BioWorld International Correspondent
LONDON - Researchers in Germany believe that they might have found a chink in the armor of the bacterium that causes multidrug-resistant tuberculosis. Their studies showed that an enzyme, called LipB, is vital to the function of the bacterium and particularly active in human cells infected with multidrug-resistant Mycobacterium tuberculosis.
The team already characterized a site within the enzyme to which an inhibitor can bind, and hope to embark on high-throughput screening to identify other inhibitors soon.
Matthias Wilmanns, head of the European Molecular Biology Laboratory (EMBL) in Hamburg, Germany, told BioWorld International: "We think that our discovery opens up an entirely new direction for those working in drug discovery on Mycobacterium tuberculosis. We hope that this will facilitate work on developing new drugs to treat this disease, particularly the multidrug-resistant strains of the bacteria."
Wilmanns, together with his collaborators, reported the study in a paper in the Proceedings of the National Academy of Sciences, published online May 29, 2006. Its title is "The Mycobacterium tuberculosis LipB enzyme functions as a cysteine/lysine dyad acyltransferase."
About one-third of the world's population is infected with Mycobacterium tuberculosis, and every year 2 million people die of the disease. Strains of the bacterium that are resistant to all known antibiotics are becoming more and more common. Although tuberculosis is most common in Africa and Asia, its association with HIV and AIDS and increasing incidence in developed countries have put the need to tackle this problem firmly on the political agenda.
Wilmanns' group, which specializes in structural biology, collaborated with Stefan Kaufmann and colleagues at the Max Planck Institute for Infection Biology in Berlin, Germany, to identify proteins of M. tuberculosis that could be useful drug targets.
The genome of M. tuberculosis has more than 4,000 genes, so the Hamburg team focused first on genes encoding proteins that Kaufmann's group flagged - ones that appear to be important to the bacterium's survival. So far, the researchers have purified 110 proteins selected in that way, and research groups from EMBL and a neighboring structural biology group from the Max-Planck Society have crystallized 33 of them.
The enzyme LipB is on that short list. Studies have shown that, when M. tuberculosis infects human cells, LipB is made in large quantities. That's particularly true for multidrug-resistant varieties of M. tuberculosis. In addition, despite repeated attempts, researchers have failed to make a viable knockout mutant of M. tuberculosis lacking the gene for LipB, suggesting that the enzyme is vital to the survival of the bacterium.

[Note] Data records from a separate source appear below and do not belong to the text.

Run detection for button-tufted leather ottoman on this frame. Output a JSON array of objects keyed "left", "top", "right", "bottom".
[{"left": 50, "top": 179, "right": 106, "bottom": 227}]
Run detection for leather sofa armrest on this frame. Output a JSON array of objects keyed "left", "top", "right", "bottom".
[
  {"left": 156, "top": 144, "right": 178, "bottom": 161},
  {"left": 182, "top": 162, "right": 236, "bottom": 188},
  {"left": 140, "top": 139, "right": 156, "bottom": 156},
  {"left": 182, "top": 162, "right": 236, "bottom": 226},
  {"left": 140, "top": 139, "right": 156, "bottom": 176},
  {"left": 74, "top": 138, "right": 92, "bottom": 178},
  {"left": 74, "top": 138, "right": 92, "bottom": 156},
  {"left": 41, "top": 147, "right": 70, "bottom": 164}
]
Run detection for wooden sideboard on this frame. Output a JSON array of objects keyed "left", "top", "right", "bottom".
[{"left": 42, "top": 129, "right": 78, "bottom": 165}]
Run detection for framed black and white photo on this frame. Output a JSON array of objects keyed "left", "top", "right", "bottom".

Wilmanns said: "When our colleagues in Berlin analyzed protein expression patterns in human macrophages infected with M. tuberculosis, they found that LipB is up-regulated by a factor of 70, which is amazing. This was why we decided to determine its structure."
Qingjun Ma, from Wilmanns' group, purified LipB and obtained crystals of the molecule. Using the high-energy synchrotron radiation beamlines at EMBL Hamburg, on the campus of the German Electron Synchrotron Radiation Facility, he created an atom-by-atom map of the protein's structure.
To the researchers' surprise, the enzyme turned out to have a large cavity - its active site - that already was occupied by an inhibitor, a molecule called decanoic acid.
The presence of decanoic acid was an artefact, but a very useful one, as it provided the researchers with much valuable information about the function of LipB, and the structure of other compounds that might inhibit LipB.
Wilmanns said: "The next step is to go into large-scale compound screening and convince the pharmaceutical industry that this may be an interesting target. We believe that it is, because it belongs to a vital pathway, and M. tuberculosis has no backup mechanism that could take over LipB's role. This means that an inhibitor blocking its active site could shut down key processes the bacterium needs to survive and replicate."
Both groups will continue to look for other proteins of M. tuberculosis that could form ideal drug targets, including molecules that could help M. tuberculosis to persist in its dormant state, rather than becoming active.
"Structure-based drug discovery has been a big success in the battle against many other diseases, including cancer and AIDS," Wilmanns concluded. "Although this kind of approach has not been used in the field of tuberculosis up till now, there is no reason why it should not work just as well."